Di Zambia, di mana kreditor China memegang sepertiga utang nasional, China telah mengambil alih aset pertambangan sebagai jaminan.
Kejatuhan dan Perangkap Sri Lanka
Sri Lanka adalah kasus yang bahkan lebih dramatis. Seperti yang dijelaskan Elizabeth C Economy dalam bukunya “The World Menurut China”, Sri Lanka tidak dapat melunasi utangnya dan malah memberikan China sewa selama 99 tahun di Pelabuhan Hambantota.
“Itu adalah keputusan yang tidak masuk akal. Elit politik Sri Lanka hanya memikirkan kelangsungan hidup politik mereka; China melihat, dalam budaya politik yang rapuh dan korup ini, sebuah peluang bersejarah,” cetusnya.
“Perdana Menteri yang baru terpilih, Dinesh Gunawardena, memahami hal ini sebaik siapa pun. Sebagai menteri luar negeri, dia telah memperingatkan bahwa kesepakatan Hambantota selama 99 tahun dapat diperpanjang untuk periode selanjutnya. Yang berarti itu bisa berlangsung selama beberapa tahun setelah 99 tahun atau selama 99 tahun lagi,” kritiknya.
Bahkan, sambung dia, sebagai perdana menteri, dia tahu tidak akan pernah bisa meninjau kembali perjanjian ini atau menyelidiki proyek korupsi China, seperti yang coba dilakukan oleh pendahulunya Ranil Wickremasinghe pada 2015.
Di Forum Keamanan Aspen, Kepala CIA Bill Burns mengatakan, “Sri Lanka hari ini sangat berutang budi kepada China setelah membuat beberapa taruhan yang benar-benar bodoh tentang masa depan ekonomi mereka dan… akibatnya menderita konsekuensi bencana, baik ekonomi maupun politik.”
“Orang China memiliki banyak beban untuk dilemparkan dan mereka dapat membuat kasus yang sangat menarik untuk investasi mereka,” kata Burns.
Lebih lanjut dijelaskan, ini harus menjadi pelajaran penting bagi banyak pemain lain -tidak hanya di Timur Tengah atau Asia Selatan, tetapi di seluruh dunia- untuk membuka mata lebar-lebar tentang transaksi semacam itu.

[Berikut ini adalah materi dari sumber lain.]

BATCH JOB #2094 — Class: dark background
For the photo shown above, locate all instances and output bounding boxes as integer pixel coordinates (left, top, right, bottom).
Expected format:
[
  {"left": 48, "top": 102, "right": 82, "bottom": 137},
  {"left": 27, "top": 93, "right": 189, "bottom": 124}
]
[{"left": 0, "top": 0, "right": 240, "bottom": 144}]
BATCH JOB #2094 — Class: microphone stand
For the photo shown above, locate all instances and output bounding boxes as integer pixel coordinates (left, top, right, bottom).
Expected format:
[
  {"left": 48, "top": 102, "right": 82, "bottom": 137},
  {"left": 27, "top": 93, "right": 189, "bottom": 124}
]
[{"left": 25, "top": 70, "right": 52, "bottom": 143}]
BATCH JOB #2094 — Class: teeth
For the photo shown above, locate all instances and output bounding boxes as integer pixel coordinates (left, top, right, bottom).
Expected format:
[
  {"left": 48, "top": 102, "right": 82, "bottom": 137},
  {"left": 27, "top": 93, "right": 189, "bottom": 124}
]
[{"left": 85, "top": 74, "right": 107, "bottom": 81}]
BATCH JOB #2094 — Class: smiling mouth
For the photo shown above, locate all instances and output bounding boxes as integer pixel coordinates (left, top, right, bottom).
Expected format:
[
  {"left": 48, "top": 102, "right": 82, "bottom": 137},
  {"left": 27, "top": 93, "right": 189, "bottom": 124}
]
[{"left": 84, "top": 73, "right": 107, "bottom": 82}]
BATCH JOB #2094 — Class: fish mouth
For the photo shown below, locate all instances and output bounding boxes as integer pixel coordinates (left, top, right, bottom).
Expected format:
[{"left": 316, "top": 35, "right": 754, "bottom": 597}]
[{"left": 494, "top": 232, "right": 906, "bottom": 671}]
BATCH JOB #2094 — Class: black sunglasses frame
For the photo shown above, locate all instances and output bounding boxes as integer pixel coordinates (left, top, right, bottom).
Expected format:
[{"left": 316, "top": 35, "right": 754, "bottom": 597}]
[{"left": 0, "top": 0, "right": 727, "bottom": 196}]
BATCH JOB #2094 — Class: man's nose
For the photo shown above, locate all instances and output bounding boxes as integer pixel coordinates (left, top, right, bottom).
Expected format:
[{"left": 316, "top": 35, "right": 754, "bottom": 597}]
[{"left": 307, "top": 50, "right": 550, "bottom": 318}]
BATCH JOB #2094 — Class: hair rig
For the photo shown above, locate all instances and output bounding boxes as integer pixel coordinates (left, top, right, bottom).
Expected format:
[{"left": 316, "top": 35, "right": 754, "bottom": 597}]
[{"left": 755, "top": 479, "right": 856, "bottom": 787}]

Ini adalah peringatan tepat waktu bagi banyak negara lain di BRI dengan pinjaman yang sebagian besar tidak berkelanjutan dan China sebagai kreditur utama mereka. Penelitian lapangan di Sri Lanka pada 2021 memperjelas China telah secara efektif memasang dua jebakan di negara tersebut. Yakni, jebakan utang klasik dan jebakan strategis.
Presiden Gotabaya Rajapaksa yang melarikan diri dari kemarahan publik demi keamanan ke Singapura, berkontribusi pada jebakan yang terakhir. Di mana dia memiringkan kebijakan luar negeri Sri Lanka yang sebelumnya seimbang ke arah China.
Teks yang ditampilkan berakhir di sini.